Das Leben in westlichen Gesellschaften bietet hier viel Auswahl: Es gibt für junge Erwachsene fast unbegrenzte Möglichkeiten, wie sie ihr Leben gestalten können. Die Qual der Wahl kann aber auch überfordern. Sich entscheiden zu müssen, erzeugt Druck und bringt Stress mit sich. In dieser Phase herauszufinden, was man persönlich gut findet, ist nicht einfach und oft leichter mit Hilfe zu bewältigen.
In den ersten Wochen an ihrer neuen Arbeitsstelle wirkt Lina scheu und irgendwie abwesend. Sie tut sich schwer mit dem Wechsel, obwohl sie ihn selbst gewählt hat. Das neue Umfeld mit neuen Personen und Abläufen irritiert sie anfangs. Sie vermisst ihre Kolleginnen und die bekannten Strukturen aus der Lehrstelle. Sie hadert mit der Veränderung. Zuhause liegt Lina oft erschöpft im Bett und schläft. Sie denkt viel darüber nach, wie sich ihr Leben nun ändert. Kann sie die Verantwortung einer ausgelernten Fachperson tragen? Sie leitet Praktikantinnen an, nur wenig jünger als sie – macht sie das gut? Sie spricht mit den Eltern der Kinder – vergisst sie auch nichts?
Im begleitenden Gespräch geht es auch darum, Stressmarker zu identifizieren und damit zu erkennen, wie der eigene Körper reagiert, wenn man gestresst ist. Typische Zeichen können beispielsweise ein roter Kopf, Herzrasen oder auch fehlende Worte sein. In der Therapie lernt man, frühe Signale des Körpers im Alltag zu erkennen und bespricht persönlich hilfreiche Verhaltensstrategien. So verhindert man, überhaupt in einen Stresszustand zu kommen und bleibt handlungsfähig.
Lina fragt sie sich, womit sie ihre freie Zeit füllen soll. Während der Lehre war die Freizeit mit Lernen und Zusatzaufgaben gefüllt. Hobbies und Ausgang hatten einen kleinen Stellenwert. Immer wieder hört sie den Satz „Jetzt steht dir die Welt offen!“, aber sie kann damit nicht viel anfangen. Was bedeutet das? Muss sie sich schon Weiterbildungen suchen? Oder sich ins Partyleben stürzen? Ausziehen, alleine wohnen? Sie verdient nun einen vollen Lohn, wofür soll sie das Geld einsetzen? Auf Weltreise gehen? Ersparnisse anhäufen? Alle in ihrem Umfeld haben eine Meinung dazu.

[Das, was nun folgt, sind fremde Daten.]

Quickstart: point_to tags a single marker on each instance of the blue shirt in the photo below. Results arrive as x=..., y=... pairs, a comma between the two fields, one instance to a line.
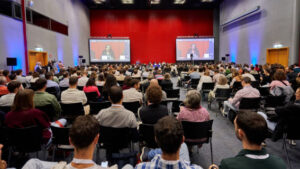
x=158, y=163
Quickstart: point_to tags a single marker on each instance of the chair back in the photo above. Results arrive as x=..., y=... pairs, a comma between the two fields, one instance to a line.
x=208, y=86
x=264, y=91
x=60, y=135
x=63, y=88
x=5, y=109
x=237, y=86
x=51, y=90
x=27, y=140
x=274, y=101
x=146, y=134
x=92, y=96
x=172, y=93
x=80, y=88
x=49, y=110
x=114, y=139
x=222, y=94
x=132, y=106
x=250, y=103
x=196, y=132
x=71, y=111
x=96, y=107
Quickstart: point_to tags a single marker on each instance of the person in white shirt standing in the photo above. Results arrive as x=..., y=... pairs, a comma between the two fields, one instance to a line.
x=132, y=94
x=8, y=99
x=82, y=81
x=73, y=95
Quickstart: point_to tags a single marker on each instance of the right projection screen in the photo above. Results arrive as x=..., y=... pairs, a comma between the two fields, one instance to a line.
x=196, y=49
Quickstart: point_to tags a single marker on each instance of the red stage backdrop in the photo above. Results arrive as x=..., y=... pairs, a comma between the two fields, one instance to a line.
x=152, y=33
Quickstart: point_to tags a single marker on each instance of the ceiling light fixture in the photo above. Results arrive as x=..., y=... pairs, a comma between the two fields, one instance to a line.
x=127, y=1
x=153, y=2
x=179, y=1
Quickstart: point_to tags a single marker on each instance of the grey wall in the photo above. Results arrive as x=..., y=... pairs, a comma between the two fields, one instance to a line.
x=59, y=47
x=248, y=39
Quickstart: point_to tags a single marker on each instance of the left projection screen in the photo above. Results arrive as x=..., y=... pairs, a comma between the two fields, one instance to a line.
x=109, y=50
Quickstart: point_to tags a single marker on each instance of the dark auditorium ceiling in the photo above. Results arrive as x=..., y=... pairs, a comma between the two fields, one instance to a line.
x=151, y=4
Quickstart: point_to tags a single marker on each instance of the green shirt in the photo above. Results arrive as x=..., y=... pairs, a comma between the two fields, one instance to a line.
x=249, y=159
x=44, y=98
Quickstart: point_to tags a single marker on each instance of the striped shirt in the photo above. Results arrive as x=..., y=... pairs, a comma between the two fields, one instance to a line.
x=158, y=163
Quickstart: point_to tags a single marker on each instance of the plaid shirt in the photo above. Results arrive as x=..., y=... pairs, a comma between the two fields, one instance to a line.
x=158, y=163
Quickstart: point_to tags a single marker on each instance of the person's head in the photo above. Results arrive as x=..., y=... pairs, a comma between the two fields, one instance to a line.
x=222, y=80
x=73, y=82
x=23, y=100
x=13, y=86
x=167, y=76
x=193, y=99
x=279, y=75
x=2, y=80
x=101, y=77
x=250, y=128
x=12, y=76
x=297, y=94
x=135, y=83
x=168, y=133
x=5, y=73
x=41, y=84
x=19, y=72
x=49, y=76
x=84, y=133
x=66, y=75
x=154, y=94
x=246, y=81
x=115, y=95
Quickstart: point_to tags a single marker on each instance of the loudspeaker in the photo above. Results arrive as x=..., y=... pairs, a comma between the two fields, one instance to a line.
x=11, y=61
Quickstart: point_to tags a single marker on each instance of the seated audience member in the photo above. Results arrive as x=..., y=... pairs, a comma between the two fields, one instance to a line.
x=151, y=113
x=3, y=87
x=35, y=77
x=121, y=76
x=83, y=135
x=51, y=83
x=279, y=80
x=247, y=92
x=91, y=87
x=109, y=82
x=236, y=77
x=222, y=84
x=8, y=99
x=246, y=73
x=72, y=94
x=169, y=136
x=83, y=79
x=100, y=81
x=126, y=84
x=65, y=81
x=193, y=111
x=251, y=129
x=42, y=98
x=132, y=94
x=204, y=79
x=195, y=74
x=116, y=116
x=23, y=114
x=166, y=80
x=6, y=75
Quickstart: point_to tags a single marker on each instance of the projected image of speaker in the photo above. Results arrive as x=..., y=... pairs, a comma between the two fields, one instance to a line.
x=11, y=61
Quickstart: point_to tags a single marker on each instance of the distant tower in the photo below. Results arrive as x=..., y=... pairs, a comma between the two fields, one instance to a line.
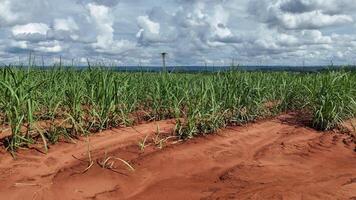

Shiatsu hat einen direkten Einfluss auf das vegetative Nervensystem. Der tiefe, angepasste Druck wirkt auf den Parasympathikus. Das hilft, zu entspannen. Von diesem Effekt berichten viele Menschen, wenn sie ihre Erfahrung mit Shiatsu beschreiben. Sie erspüren ihren Körper in Ruhe. Es hilft bei der Selbstfindung, wenn man runterfährt und diese Ruhe spüren kann. Denn wenn der Sympathikus (der Gegenspieler des Parasympathikus) zu aktiv ist, befindet sich der Körper in andauernd hoher Leistungsbereitschaft. Das blockiert, man kann nicht klar denken und ruhig überlegen.
Jungen Erwachsener ist oft noch nicht klar, was die eigene Kraft ausmacht. Hier kann Shiatsu auch mit dem Zugang über die fünf Wandlungsphasen oder Elemente viel beitragen. Gemeinsam mit der TherapeutIn findet der Klient/die Klientin heraus, welche Wandlungsphase bei ihm/ihr prägend ist. Jeder Mensch trägt verschiedene Anteile in sich, meist sind aber ein bis zwei Elemente vorherrschend bei der Bildung der körperlichen und geistigen Eigenschaften. Wichtig ist, in der Qualität des eigenen (Haupt-)Elements zu bleiben. Man kann Verschiedenes ausprobieren, sollte aber stets wieder in die eigene Qualität zurückfinden. Wer versucht, etwas anderes zu sein, kann nicht aus seiner Kraft schöpfen. Wer aber in seiner Qualität agiert, fühlt sich und zeigt sich stark.
Dieser Text entstand aus den Interviews mit Lina (Name geändert) und Sabina Kaiser, Shiatsu-Therapeutin mit eigener Praxis in Zürich.